Politik

21.11.2024

Soll die Schuldenbremse gelockert werden?

Das Festhalten von Bundesfinanzminister Christian Lindner (FDP) an der Schuldenbremse war eines der großen Streitthemen der Ampel-Koalition. Wird die Schuldenbremse bald gelockert? Andreas Schwarz, haushaltspolitischer Sprecher der SPD-Fraktion im Bundestag, wäre dafür. Widerspruch kommt von Katja Hessel, Mitglied der FDP-Fraktion im Bundestag und Landesvorsitzende der FDP Bayern 

JA

Andreas Schwarz, haushaltspolitischer Sprecher der SPD-Fraktion im Bundestag

Angesichts der dringend notwendigen Investitionen in die Infrastruktur, in die Digitalisierung, in den klimagerechten Umbau, in den Ausbau der Kinderbetreuung, in Bildung und Forschung und vor allem in Investitionen für unsere Sicherheit und Verteidigung muss in der aktuellen Notlage die Schuldenbremse zumindest für einen befristeten Zeitraum gelockert werden.

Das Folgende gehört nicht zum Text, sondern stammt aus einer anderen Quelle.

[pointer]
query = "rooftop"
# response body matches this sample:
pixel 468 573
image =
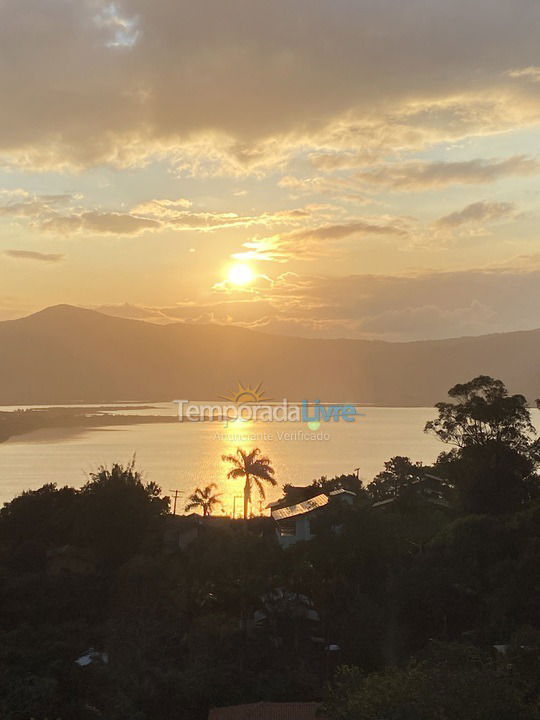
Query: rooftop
pixel 300 508
pixel 267 711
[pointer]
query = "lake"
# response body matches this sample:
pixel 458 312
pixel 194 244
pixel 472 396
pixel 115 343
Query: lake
pixel 184 455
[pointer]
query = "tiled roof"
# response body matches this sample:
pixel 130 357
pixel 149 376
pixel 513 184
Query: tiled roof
pixel 267 711
pixel 301 508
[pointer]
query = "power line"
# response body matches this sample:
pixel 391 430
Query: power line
pixel 176 494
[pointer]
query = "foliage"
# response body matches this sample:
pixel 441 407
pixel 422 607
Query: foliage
pixel 448 682
pixel 255 468
pixel 494 463
pixel 205 499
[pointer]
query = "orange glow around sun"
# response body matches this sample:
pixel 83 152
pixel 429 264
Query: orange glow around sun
pixel 240 274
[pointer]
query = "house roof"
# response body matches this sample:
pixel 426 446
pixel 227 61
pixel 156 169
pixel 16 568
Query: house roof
pixel 300 508
pixel 267 711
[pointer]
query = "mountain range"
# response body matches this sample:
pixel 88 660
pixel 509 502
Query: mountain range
pixel 65 354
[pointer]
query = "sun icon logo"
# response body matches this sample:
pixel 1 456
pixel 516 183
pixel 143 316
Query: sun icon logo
pixel 246 394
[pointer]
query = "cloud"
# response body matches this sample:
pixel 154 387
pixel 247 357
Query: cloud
pixel 426 305
pixel 418 175
pixel 531 73
pixel 320 241
pixel 100 223
pixel 241 86
pixel 479 212
pixel 31 255
pixel 61 214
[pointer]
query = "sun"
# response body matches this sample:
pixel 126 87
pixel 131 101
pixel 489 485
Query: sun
pixel 246 393
pixel 240 274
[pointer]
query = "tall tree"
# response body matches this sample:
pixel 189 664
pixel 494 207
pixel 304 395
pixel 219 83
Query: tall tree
pixel 255 468
pixel 204 498
pixel 496 453
pixel 398 475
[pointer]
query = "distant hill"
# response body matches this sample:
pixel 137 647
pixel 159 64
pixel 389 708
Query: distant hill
pixel 65 354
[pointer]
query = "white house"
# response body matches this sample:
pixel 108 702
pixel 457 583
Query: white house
pixel 294 522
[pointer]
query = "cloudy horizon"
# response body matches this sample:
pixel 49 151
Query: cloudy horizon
pixel 363 170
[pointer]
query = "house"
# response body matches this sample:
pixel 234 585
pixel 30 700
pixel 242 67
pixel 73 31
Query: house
pixel 268 711
pixel 180 531
pixel 294 523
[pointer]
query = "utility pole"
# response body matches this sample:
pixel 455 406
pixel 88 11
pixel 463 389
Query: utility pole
pixel 235 498
pixel 176 494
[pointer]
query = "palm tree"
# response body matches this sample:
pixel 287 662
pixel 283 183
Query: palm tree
pixel 206 499
pixel 255 468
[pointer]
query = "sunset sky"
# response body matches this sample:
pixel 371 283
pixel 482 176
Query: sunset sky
pixel 348 168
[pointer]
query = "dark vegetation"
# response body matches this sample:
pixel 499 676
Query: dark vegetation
pixel 392 615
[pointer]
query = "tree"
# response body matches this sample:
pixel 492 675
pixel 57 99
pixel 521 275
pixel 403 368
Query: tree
pixel 255 468
pixel 398 475
pixel 496 453
pixel 204 498
pixel 117 510
pixel 483 413
pixel 448 681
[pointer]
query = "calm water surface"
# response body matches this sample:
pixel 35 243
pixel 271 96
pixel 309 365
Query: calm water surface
pixel 183 455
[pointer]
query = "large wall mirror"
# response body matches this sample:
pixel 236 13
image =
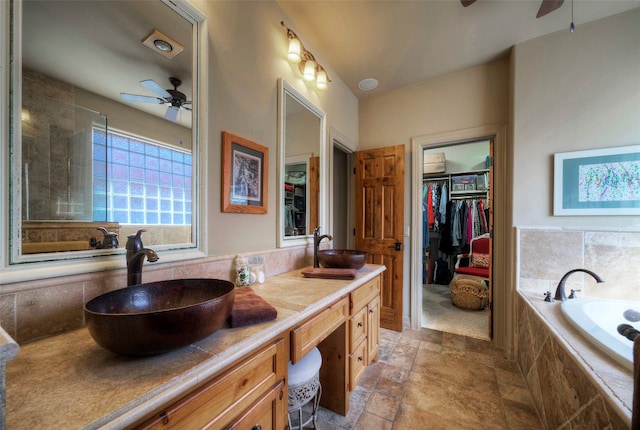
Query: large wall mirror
pixel 105 102
pixel 301 170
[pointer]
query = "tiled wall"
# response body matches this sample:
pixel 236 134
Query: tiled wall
pixel 546 255
pixel 48 306
pixel 562 390
pixel 566 391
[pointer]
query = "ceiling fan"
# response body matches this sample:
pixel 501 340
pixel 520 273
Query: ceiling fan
pixel 174 99
pixel 546 7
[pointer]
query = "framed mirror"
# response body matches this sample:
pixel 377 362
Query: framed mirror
pixel 105 105
pixel 301 167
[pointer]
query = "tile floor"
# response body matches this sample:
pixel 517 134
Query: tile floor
pixel 432 380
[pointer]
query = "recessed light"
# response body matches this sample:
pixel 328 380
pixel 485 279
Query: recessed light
pixel 368 84
pixel 163 45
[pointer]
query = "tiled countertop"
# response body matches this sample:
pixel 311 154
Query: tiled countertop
pixel 69 382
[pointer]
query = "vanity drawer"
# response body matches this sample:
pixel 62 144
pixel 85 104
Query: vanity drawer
pixel 219 401
pixel 357 329
pixel 363 295
pixel 357 364
pixel 310 333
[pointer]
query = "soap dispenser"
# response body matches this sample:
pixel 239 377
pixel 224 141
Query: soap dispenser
pixel 243 277
pixel 110 240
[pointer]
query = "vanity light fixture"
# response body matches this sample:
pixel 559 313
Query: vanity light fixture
pixel 162 44
pixel 310 68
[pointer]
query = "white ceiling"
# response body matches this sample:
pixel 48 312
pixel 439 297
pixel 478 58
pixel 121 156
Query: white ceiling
pixel 401 42
pixel 97 46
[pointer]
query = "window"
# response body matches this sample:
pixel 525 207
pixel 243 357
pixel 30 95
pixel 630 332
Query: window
pixel 138 181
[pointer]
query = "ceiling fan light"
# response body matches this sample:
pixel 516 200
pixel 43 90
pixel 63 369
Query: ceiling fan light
pixel 294 50
pixel 321 80
pixel 309 73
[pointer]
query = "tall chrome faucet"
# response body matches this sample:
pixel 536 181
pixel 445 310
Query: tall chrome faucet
pixel 135 257
pixel 316 244
pixel 560 294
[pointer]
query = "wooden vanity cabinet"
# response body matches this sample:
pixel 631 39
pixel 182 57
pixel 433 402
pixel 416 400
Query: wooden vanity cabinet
pixel 364 329
pixel 250 394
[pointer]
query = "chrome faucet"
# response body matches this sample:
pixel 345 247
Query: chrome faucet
pixel 560 295
pixel 135 257
pixel 316 244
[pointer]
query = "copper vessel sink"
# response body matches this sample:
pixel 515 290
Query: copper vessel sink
pixel 342 258
pixel 158 317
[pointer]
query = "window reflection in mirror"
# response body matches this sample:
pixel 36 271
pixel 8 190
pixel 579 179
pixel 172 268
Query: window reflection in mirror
pixel 85 156
pixel 301 146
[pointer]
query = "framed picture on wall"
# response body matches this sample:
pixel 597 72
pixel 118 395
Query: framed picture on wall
pixel 597 182
pixel 244 175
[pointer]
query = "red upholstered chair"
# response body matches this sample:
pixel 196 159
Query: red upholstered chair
pixel 478 257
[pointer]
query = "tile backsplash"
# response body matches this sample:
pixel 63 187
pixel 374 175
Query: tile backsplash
pixel 48 306
pixel 546 255
pixel 565 389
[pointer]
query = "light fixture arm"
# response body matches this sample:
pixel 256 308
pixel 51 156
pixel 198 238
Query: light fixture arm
pixel 307 62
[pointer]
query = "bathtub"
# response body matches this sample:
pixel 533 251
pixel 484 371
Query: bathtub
pixel 598 320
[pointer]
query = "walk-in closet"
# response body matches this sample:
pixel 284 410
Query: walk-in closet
pixel 456 203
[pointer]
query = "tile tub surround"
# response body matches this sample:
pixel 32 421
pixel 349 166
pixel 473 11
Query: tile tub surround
pixel 68 381
pixel 35 309
pixel 570 380
pixel 557 361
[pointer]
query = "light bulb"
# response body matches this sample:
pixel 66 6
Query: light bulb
pixel 309 73
pixel 294 50
pixel 321 80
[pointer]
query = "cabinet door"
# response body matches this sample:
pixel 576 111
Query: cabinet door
pixel 373 335
pixel 219 401
pixel 267 413
pixel 357 328
pixel 357 364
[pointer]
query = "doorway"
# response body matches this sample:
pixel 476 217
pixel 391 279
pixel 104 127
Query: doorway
pixel 341 195
pixel 456 200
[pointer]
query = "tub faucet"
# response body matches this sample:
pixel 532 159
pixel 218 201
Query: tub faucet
pixel 560 294
pixel 135 257
pixel 316 244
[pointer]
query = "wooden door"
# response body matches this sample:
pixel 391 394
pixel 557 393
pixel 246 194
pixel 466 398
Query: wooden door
pixel 379 223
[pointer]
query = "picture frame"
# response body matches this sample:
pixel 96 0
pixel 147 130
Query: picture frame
pixel 244 175
pixel 597 182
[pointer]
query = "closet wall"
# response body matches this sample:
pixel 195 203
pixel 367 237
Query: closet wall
pixel 455 205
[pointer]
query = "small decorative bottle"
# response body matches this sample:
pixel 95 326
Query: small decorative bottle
pixel 243 276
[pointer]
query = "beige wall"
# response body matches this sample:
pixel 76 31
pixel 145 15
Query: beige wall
pixel 247 55
pixel 571 92
pixel 468 99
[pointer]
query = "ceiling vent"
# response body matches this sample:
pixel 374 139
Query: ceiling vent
pixel 162 44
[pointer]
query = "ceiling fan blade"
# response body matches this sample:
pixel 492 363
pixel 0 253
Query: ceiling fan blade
pixel 548 6
pixel 156 88
pixel 136 98
pixel 172 113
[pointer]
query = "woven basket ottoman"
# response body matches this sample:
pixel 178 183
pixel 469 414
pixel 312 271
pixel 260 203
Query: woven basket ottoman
pixel 469 292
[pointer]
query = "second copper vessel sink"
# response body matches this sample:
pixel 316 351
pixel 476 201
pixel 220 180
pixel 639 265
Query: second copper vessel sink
pixel 158 317
pixel 342 258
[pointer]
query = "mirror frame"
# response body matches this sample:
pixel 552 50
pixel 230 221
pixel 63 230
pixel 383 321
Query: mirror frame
pixel 285 89
pixel 84 261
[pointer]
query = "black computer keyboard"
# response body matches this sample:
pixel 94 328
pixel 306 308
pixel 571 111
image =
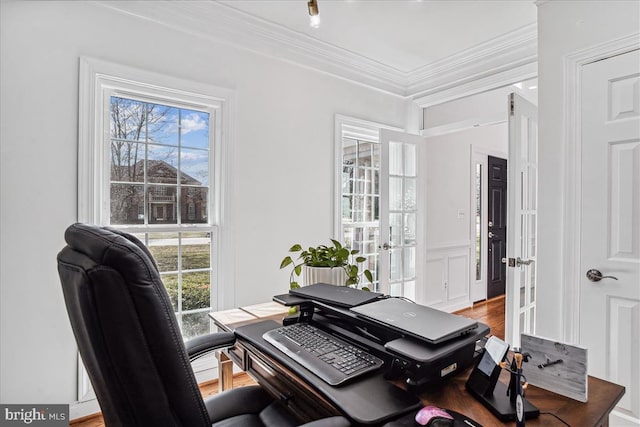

Die Regelungen der Schuldenbremse aus dem Jahr 2009 können der gegenwärtigen Notlage keine Genugtuung bieten, mehr noch, sie wirken hinderlich, gar blockierend. Frieden und Demokratie brauchen gerade heute vollen Einsatz. So ist die weitere finanzielle und militärische Hilfe für die Ukraine elementar für unsere Freiheit in Deutschland und Europa. 

Und, was tun wir, sollte Russland das Baltikum angreifen? Nur die Sprache einer wirksamen militärischen Abschreckung und eines starken Staates versteht Putin. Leider gilt: „Wer schwach ist, wird zur Beute.“

Dazu braucht unser Land Zukunftsinvestitionen, um unseren transatlantischen und europäischen Partnern ein eindeutiges Signal zu senden: Wir übernehmen Verantwortung.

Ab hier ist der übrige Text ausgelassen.